Still, if weather trends from 2000-14 continue, “this is a first best estimate” for 2100, he said of the findings published in the journal Science and requested by the European Commission.
The report examined trends this century, before a migration surge in 2015 caused by Syria’s civil war. Immigration has become a major political concern in the EU, the favoured destination for many asylum seekers from nations such as Afghanistan or Iraq.
Some other scientists were doubtful about the findings.
“The evidence so far on the impacts of climate change on migration is still quite weak,” said Jan Selby, a professor of international relations at the University of Sussex.
He said it was wrong to project that gradual warming would have the same effect on harvests as weather shocks.
“A sudden climatic shock may destroy a crop; a gradual increase in temperature over decades would not (instead farmers would change crops, etc). We simply can’t extrapolate from one to the other,” he wrote in an e-mail.
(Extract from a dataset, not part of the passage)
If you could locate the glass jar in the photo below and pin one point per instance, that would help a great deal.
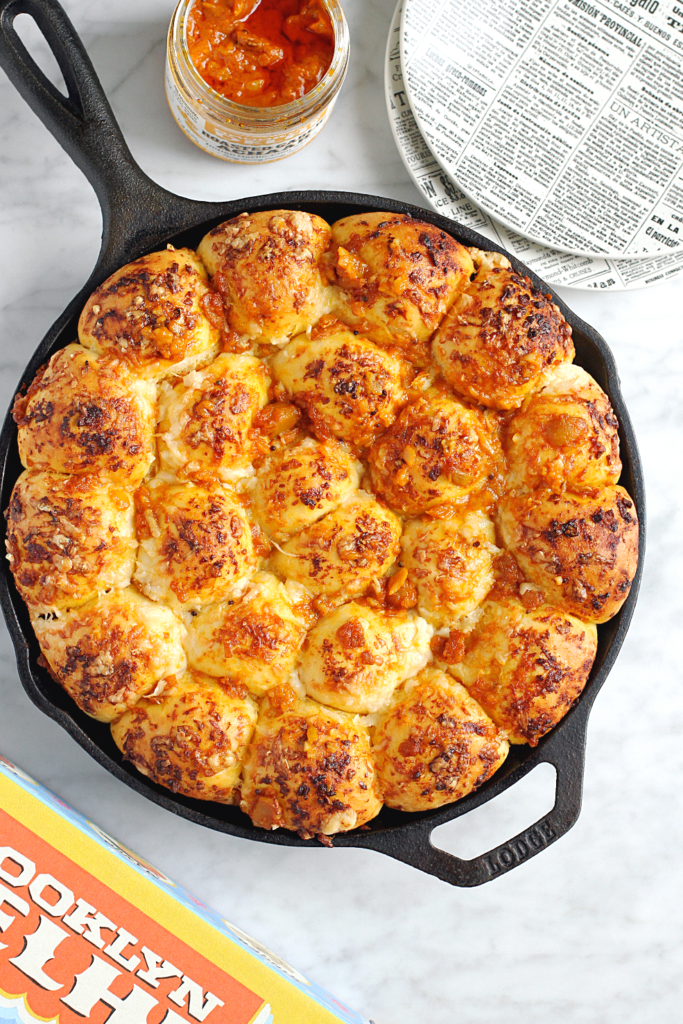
(248, 134)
The study published by Science found a strong link between temperature swings and maize, a widespread staple, but less for rice, wheat and soybeans.
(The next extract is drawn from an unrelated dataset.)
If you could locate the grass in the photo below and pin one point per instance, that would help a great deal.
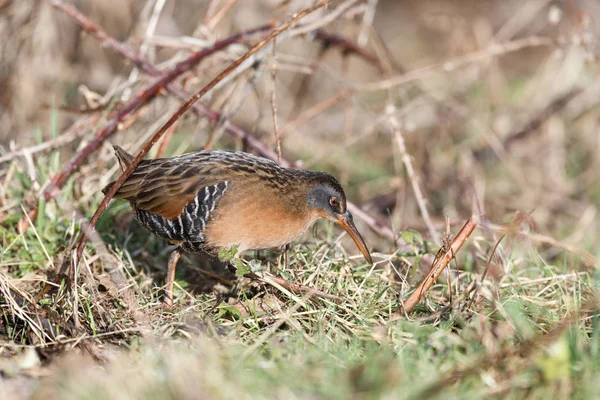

“They note that their model only works for maize rather than other staples. Why? In any case, maize isn’t a major crop in most of the EU’s refugee-origin countries,” said Mike Hulme, a professor of human geography at Cambridge University.
“I would have thought that civil war, political repression, weak civil institutions, low levels of educational attainment, etc, are more powerful predictors of asylum-seeking. But this is a question these authors don’t ask. Yet it matters,” he said.
On Monday, U.S. President Donald Trump, who doubts global warming is man-made, dropped climate change from a list of national security threats, aides said.
By contrast, Trump’s predecessor Barack Obama said climate change posed “immediate risks” to national security as a “threat multiplier” aggravating everything from disease to terrorism.
Thursday’s study said “our findings support the assessment that climate change, especially continued warming, will add another ‘threat multiplier’ that induces people to seek refuge abroad.”